The MuZero algorithm is known for achieving high-level performance on traditional zero-sum two-player games of perfect information such as chess, Go, and shogi, as well as visual, non-zero sum, single-player environments such as the Atari suite. Despite lacking a perfect simulator and employing a learned model of environmental dynamics, MuZero produces game-playing agents comparable to its predecessor, AlphaZero. However, the current implementation of MuZero is restricted only to deterministic environments. This paper presents Nondeterministic MuZero (NDMZ), an extension of MuZero for nondeterministic, two-player, zero-sum games of perfect information.

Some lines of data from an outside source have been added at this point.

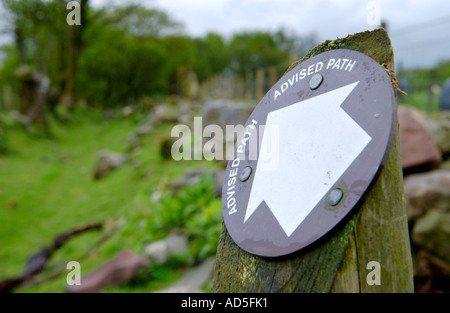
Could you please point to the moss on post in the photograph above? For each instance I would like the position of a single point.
(376, 230)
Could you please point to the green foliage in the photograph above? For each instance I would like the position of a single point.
(118, 70)
(194, 209)
(255, 50)
(212, 56)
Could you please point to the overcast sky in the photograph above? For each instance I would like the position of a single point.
(419, 29)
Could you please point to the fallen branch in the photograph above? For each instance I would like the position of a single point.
(38, 261)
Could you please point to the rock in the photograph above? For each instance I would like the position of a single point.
(165, 146)
(163, 113)
(432, 232)
(223, 112)
(134, 142)
(193, 176)
(417, 150)
(108, 161)
(438, 124)
(162, 250)
(445, 96)
(431, 274)
(427, 191)
(114, 273)
(193, 280)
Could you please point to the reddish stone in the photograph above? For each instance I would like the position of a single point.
(416, 147)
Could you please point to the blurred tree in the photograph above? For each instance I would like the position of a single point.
(75, 44)
(140, 22)
(211, 57)
(253, 50)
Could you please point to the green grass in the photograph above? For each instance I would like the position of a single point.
(420, 100)
(46, 188)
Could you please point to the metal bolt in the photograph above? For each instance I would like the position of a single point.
(315, 81)
(335, 197)
(245, 173)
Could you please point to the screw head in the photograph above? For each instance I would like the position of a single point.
(245, 173)
(335, 197)
(315, 81)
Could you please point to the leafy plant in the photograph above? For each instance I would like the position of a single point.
(197, 211)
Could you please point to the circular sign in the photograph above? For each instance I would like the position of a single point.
(308, 152)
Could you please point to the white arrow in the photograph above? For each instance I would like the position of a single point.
(318, 141)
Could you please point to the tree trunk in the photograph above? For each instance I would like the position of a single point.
(341, 261)
(75, 44)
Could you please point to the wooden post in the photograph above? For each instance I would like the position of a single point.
(259, 84)
(344, 260)
(272, 76)
(248, 85)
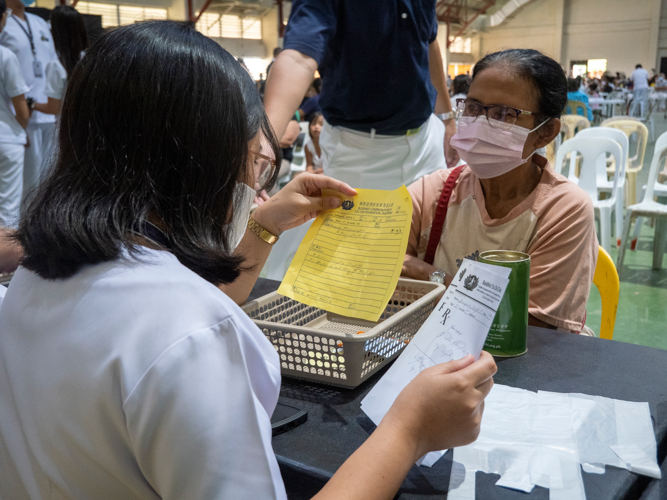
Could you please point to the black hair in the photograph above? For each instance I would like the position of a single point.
(69, 35)
(544, 73)
(461, 84)
(155, 126)
(572, 85)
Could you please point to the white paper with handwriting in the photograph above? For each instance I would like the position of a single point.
(458, 326)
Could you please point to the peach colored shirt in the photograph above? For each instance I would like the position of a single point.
(555, 225)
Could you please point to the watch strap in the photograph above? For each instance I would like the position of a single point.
(261, 233)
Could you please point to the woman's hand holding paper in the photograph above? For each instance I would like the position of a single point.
(442, 407)
(299, 201)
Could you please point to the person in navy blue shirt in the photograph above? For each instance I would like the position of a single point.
(382, 81)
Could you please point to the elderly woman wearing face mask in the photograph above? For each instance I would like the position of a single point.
(508, 196)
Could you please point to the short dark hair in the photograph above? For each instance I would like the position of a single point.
(572, 85)
(544, 73)
(461, 84)
(155, 125)
(69, 35)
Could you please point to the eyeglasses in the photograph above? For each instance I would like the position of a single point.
(498, 116)
(263, 167)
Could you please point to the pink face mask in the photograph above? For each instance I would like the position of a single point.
(490, 151)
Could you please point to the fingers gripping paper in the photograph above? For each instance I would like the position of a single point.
(351, 258)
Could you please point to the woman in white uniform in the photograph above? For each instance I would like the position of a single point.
(126, 373)
(71, 41)
(29, 38)
(13, 123)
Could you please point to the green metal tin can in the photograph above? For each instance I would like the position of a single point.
(507, 336)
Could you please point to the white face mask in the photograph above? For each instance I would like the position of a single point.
(490, 151)
(244, 196)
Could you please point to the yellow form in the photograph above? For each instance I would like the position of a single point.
(352, 256)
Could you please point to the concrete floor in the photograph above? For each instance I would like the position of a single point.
(642, 308)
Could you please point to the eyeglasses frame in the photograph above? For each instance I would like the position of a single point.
(519, 112)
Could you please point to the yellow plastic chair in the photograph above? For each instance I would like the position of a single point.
(607, 282)
(571, 124)
(635, 163)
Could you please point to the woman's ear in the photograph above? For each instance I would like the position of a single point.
(547, 133)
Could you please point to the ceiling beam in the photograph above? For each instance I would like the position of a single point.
(465, 25)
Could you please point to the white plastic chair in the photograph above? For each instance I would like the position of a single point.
(591, 148)
(649, 208)
(659, 189)
(606, 187)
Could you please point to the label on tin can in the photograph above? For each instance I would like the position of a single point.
(507, 336)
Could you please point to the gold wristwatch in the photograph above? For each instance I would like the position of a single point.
(261, 232)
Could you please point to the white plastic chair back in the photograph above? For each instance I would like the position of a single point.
(591, 148)
(660, 147)
(610, 133)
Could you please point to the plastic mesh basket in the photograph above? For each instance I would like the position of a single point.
(317, 345)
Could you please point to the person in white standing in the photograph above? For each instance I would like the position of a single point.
(12, 130)
(640, 91)
(71, 41)
(384, 94)
(29, 38)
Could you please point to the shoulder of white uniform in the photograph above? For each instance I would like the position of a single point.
(35, 18)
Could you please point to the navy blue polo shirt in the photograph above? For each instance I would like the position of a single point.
(373, 59)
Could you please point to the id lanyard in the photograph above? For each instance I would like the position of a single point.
(36, 64)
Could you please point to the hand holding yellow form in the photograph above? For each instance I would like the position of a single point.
(352, 256)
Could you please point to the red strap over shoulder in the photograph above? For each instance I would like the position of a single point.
(441, 214)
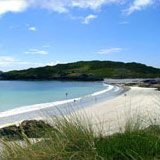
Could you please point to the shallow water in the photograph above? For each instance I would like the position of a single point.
(15, 94)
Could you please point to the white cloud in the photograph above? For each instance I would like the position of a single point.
(109, 51)
(60, 6)
(12, 6)
(138, 5)
(36, 52)
(89, 18)
(33, 29)
(11, 63)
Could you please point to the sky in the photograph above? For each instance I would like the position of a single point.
(36, 33)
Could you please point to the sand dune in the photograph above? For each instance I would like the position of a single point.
(113, 114)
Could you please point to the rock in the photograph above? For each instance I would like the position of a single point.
(31, 128)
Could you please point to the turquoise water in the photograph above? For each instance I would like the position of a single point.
(15, 94)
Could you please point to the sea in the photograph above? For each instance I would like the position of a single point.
(20, 100)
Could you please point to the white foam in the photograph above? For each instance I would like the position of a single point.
(36, 107)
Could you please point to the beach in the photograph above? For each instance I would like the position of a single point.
(110, 112)
(112, 115)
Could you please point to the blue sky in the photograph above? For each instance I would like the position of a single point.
(37, 33)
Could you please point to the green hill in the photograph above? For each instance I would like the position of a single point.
(85, 70)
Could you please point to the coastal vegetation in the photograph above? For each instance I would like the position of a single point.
(75, 139)
(85, 71)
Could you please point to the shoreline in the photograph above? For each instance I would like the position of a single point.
(67, 106)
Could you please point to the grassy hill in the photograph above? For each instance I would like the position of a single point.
(85, 70)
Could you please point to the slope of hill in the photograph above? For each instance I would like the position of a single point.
(85, 70)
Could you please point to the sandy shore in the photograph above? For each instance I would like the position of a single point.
(113, 114)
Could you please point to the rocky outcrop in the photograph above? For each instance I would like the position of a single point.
(30, 128)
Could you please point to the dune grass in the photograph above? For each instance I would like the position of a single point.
(76, 140)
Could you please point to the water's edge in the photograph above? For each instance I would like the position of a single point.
(59, 107)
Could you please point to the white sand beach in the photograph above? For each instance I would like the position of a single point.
(113, 114)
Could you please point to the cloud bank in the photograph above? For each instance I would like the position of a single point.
(63, 6)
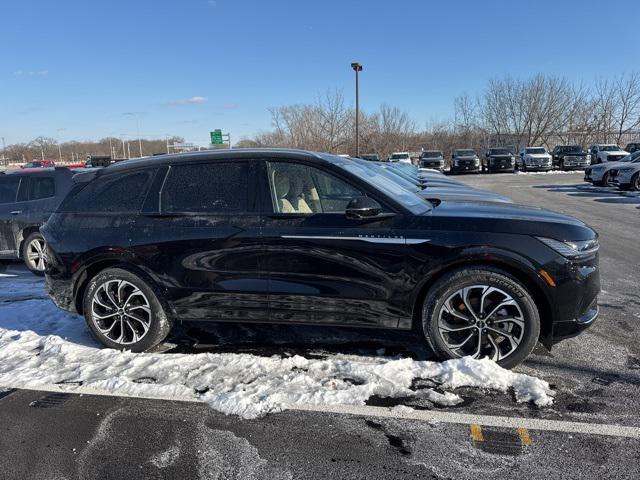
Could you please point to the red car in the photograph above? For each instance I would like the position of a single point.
(39, 164)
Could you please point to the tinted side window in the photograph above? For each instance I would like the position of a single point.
(9, 188)
(41, 188)
(206, 188)
(298, 188)
(112, 193)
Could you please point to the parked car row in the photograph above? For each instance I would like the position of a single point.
(287, 236)
(504, 159)
(625, 173)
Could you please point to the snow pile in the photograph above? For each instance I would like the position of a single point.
(241, 384)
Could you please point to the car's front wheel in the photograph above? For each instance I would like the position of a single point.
(481, 312)
(33, 250)
(124, 311)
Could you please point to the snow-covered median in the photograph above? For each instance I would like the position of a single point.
(40, 345)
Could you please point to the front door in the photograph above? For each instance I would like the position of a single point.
(10, 211)
(202, 231)
(323, 267)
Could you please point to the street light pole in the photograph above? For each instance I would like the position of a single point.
(357, 68)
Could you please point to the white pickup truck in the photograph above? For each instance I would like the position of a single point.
(534, 158)
(606, 152)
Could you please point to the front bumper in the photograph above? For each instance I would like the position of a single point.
(574, 299)
(569, 329)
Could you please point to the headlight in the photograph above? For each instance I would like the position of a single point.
(572, 249)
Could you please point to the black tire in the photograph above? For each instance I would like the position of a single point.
(159, 324)
(455, 281)
(33, 253)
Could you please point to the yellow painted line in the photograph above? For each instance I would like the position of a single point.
(476, 433)
(523, 433)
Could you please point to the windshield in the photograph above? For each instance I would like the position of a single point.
(464, 153)
(634, 157)
(536, 150)
(392, 175)
(377, 180)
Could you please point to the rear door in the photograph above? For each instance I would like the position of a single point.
(201, 235)
(323, 267)
(41, 199)
(10, 209)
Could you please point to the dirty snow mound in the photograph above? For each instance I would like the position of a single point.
(243, 384)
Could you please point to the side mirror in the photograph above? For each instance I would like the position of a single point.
(363, 207)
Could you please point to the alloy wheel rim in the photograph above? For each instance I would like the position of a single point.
(35, 254)
(121, 312)
(481, 321)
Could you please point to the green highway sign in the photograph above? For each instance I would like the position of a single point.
(216, 137)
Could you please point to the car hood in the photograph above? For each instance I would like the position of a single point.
(462, 195)
(482, 216)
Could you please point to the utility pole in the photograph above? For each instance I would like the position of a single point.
(357, 68)
(139, 139)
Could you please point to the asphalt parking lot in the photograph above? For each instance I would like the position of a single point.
(596, 377)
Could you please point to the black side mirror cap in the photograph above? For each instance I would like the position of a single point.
(363, 207)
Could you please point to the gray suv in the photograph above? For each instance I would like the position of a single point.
(27, 199)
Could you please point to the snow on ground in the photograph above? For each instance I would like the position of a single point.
(40, 344)
(550, 172)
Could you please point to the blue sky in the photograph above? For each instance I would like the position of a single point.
(78, 69)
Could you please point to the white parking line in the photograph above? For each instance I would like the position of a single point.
(382, 412)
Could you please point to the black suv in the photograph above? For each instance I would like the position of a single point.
(287, 236)
(567, 157)
(26, 201)
(499, 159)
(632, 147)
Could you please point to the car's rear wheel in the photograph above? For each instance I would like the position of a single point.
(481, 312)
(124, 311)
(33, 250)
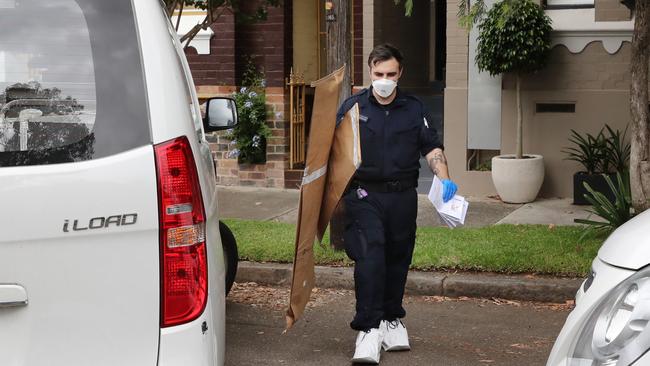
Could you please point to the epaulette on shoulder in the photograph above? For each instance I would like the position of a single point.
(354, 97)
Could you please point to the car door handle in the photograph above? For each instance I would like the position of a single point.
(12, 295)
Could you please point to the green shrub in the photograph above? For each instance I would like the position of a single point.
(251, 131)
(613, 214)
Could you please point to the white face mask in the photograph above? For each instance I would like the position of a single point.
(384, 87)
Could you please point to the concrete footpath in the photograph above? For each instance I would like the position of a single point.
(266, 204)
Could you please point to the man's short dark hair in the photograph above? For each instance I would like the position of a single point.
(385, 52)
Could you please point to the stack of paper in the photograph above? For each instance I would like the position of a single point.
(451, 212)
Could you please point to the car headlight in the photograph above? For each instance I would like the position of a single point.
(616, 331)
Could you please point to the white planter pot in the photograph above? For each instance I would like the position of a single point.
(518, 180)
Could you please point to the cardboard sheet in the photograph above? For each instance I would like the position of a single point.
(333, 156)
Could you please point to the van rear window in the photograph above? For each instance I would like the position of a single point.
(71, 81)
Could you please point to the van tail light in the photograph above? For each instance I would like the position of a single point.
(183, 259)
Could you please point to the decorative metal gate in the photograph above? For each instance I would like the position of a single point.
(296, 85)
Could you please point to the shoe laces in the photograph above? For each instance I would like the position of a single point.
(394, 324)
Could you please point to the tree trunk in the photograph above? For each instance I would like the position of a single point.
(520, 134)
(640, 155)
(339, 42)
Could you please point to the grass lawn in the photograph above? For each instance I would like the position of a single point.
(500, 248)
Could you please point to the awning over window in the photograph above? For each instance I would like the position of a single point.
(188, 20)
(576, 28)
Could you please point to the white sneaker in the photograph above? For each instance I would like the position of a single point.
(396, 337)
(368, 346)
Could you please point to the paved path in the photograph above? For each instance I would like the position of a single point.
(443, 332)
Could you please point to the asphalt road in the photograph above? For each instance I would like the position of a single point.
(443, 331)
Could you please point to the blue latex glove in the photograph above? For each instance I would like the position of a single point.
(449, 189)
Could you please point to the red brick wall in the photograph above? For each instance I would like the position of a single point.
(268, 43)
(357, 43)
(265, 43)
(271, 174)
(217, 68)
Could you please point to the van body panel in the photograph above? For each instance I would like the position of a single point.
(174, 112)
(93, 290)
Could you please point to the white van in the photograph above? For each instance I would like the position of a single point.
(110, 248)
(610, 324)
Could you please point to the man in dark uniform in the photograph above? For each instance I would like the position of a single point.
(381, 203)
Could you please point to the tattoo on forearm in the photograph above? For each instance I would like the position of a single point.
(438, 158)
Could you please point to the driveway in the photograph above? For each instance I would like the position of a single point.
(443, 331)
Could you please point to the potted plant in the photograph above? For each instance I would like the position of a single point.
(514, 37)
(602, 155)
(250, 134)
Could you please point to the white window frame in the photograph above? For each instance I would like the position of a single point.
(568, 3)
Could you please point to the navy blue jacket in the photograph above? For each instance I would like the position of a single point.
(393, 136)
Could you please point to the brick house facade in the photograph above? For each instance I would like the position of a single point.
(269, 44)
(584, 69)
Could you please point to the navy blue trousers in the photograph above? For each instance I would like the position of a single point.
(379, 236)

Borrowing from Nondeterministic Monte Carlo Tree Search and the theory of extensive-form games, NDMZ formalizes chance as a player in the game and incorporates the chance player into the MuZero network architecture and tree search. Experiments show that NDMZ is capable of learning effective strategies and an accurate model of the game.

1. INTRODUCTION

While the AlphaZero algorithm achieved superhuman performance in a variety of challenging domains, it relies upon a perfect simulation of the environment dynamics to perform precision planning. MuZero, the newest member of the AlphaZero family, combines the advantages of planning with a learned model of its environment, allowing it to tackle problems such as the Atari suite without the advantage of a simulator. This paper presents Nondeterministic MuZero (NDMZ), an extension of MuZero to stochastic, two-player, zero-sum games of perfect information. In it, we formalize the element of chance as a player in the game, determine a policy for the chance player via interaction with the environment, and augment the tree search to allow for chance actions. As with MuZero, NDMZ is trained end-to-end in terms of policy and value. However, NDMZ aims to learn two additional quantities: the player identity policy and the chance player policy. With the assumption of perfect information, we change the MuZero architecture to allow agents to determine whose turn it is to move and when a chance action should occur. The agent learns the fixed distribution of chance actions for any given state, allowing it to model the effects of chance in the larger context of environmental dynamics. Finally, we introduce new node classes to the Monte Carlo Tree Search, allowing the search to accommodate chance in a flexible manner. Our experiments using Nannon, a simplified variant of backgammon, show that NDMZ approaches AlphaZero in terms of performance and attains a high degree of dynamics accuracy.

2.1. EARLY TREE SEARCH

The classic search algorithm for perfect information games with chance events is expectiminimax, which augments the well-known minimax algorithm with the addition of of chance nodes (Mitchie, 1966; Maschler et al., 2013) . Chance nodes assume the expected value of a random event taking place, taking a weighted average of each of its children, based on the probability of reaching the child, rather than the max or min. Chance nodes, min nodes, and max nodes are interleaved depending on the game being played. The *-minimax algorithm extends the alpha-beta tree pruning strategy to games with chance nodes (Ballard, 1983; Knuth & Moore, 1975) .